Margareta Gratii spricht fünf Sprachen – neben ihrer Muttersprache Rumänisch auch Russisch, Deutsch, Englisch und Spanisch. Deutsch lernte sie bereits ab ihrem 16. Lebensjahr im Gymnasium. Ein einwöchiger Schüleraustausch in Deutschland überzeugte sie schließlich, ihren Bachelor in Deutschland zu absolvieren. Das erstklassige Bildungssystem und das internationale ­Umfeld seien für sie ausschlaggebend gewesen, so die DAAD-Preisträgerin.

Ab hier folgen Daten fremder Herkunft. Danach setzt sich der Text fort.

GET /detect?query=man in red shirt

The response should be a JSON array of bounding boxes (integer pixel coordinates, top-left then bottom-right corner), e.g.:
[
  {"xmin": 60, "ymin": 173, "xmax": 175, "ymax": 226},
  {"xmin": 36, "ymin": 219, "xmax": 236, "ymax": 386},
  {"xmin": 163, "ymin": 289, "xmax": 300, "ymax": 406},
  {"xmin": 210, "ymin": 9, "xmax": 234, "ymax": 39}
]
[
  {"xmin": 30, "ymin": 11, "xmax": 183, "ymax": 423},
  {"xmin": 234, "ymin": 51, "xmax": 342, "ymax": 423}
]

Direkt nach dem Abitur im Jahr 2014 zog Margareta ­­Gratii nach Deutschland und nahm ­zunächst ein Bachelorstudium in Betriebswirtschaftslehre an der Hochschule Bonn-Rhein-Sieg auf. Um sich aber zum einen stärker auf die Bereiche Steuerberatung und Wirtschaftsprüfung zu spezialisieren und zum anderen fachlich noch weiter zu internationalisieren, wechselte sie nach drei Semestern von der Fachhochschule in Nordrhein-Westfalen nach Bayern an die Katholische Universität Eichstätt-Ingolstadt. Hier fokussiert sie sich nun besonders auf die Bereiche internationale Rechnungslegung und Besteuerung. Derzeit studiert sie im vierten Semester und strebt entsprechend ihrer Interessen eine Vertiefung in den Bereichen „Steuern, Rechnungslegung“ und „Economics“ an.
Während der kommenden Semesterferien plant sie ein Praktikum bei einer Wirtschaftsprüfungsgesellschaft zu absolvieren. Im Anschluss an ihr Studium möchte sie Steuerberaterin oder Wirtschaftsprüferin werden. Ein persönliches Ziel von Margareta Gratii ist es zudem, so die Preisträgerin, „anhand meines Wissens und meiner Erfahrungen, die ich in Deutschland gewinne, dazu beitragen zu können, die ökonomische Lage und den Lebensstandard in Moldawien zu verbessern“.